Twenty-five patients with recurrent glioblastoma who received reirradiation (with or without concurrent temozolomide) for recurrence at our department between 2010 and 2015 were included in this retrospective analysis. Treatment decisions are taken following recommendations of multidisciplinary tumor board. Treatment details were noted from respective case records. Survival time was calculated using Kaplan-Meier method. Univariate and multivariate analyses were performed using Cox regression analysis.

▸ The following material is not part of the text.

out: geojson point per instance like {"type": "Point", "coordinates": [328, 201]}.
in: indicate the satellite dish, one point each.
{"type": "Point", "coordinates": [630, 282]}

Eighteen men and seven women with a mean age of 52 years (range, 20–65 years) received reirradiation during the given period. Median Karnofsky Performance Score (KPS) was 70% (range, 40–90). Twelve patients underwent surgery before reirradiation, while 13 patients were deemed inoperable and direct taken for reirradiation. The reirradiation methods included stereotactic radiosurgery (2), hypofractionated stereotactic radiation therapy (15–40 Gy in 3–5 fractions; 14 patients), or conventionally fractionated stereotactic radiation therapy (45–54 Gy in 25–27 fractions; 9 patients). Patients who received conventional fractionated radiation also received concurrent temozolomide at 75 mg/m2. All patients completed the planned course of radiation therapy and also received adjuvant temozolomide. MGMT methylation status was available for 15 patients; 7 had MGMT methylated while 8 had non-methylated tumors.
Median follow-up from recurrence was 12 months (range, 1–47.8 months). Median overall survival (OS) from recurrence was 15.2 months (95% confidence interval [CI], 10–20.33 months). None of the factors analyzed (age, sex, gross tumor volume at time of recurrence, KPS, MGMT, time of recurrence) were significant for outcomes. No grade 3 or above acute or late complications were noted following reirradiation.
Our results suggest that reirradiation with high precision radiotherapy along with temozolomide is an effective option in patients with recurrent glioblastoma.
KeywordsRecurrent glioblastoma Reirradiation Temozolomide
Compliance with ethical standards
No funding was received for this study.
Conflict of interest
The authors declare that they have no conflict of interest.
All procedures performed in studies involving human participants were in accordance with the ethical standards of the institutional and/or national research committee and with the 1964 Helsinki declaration and its later amendments or comparable ethical standards.
For this type of study, formal consent specific to the study is not required. However, consent for the planned treatment was taken from each patient at the time of enrolment, with permission to use the anonymised data for research purposes.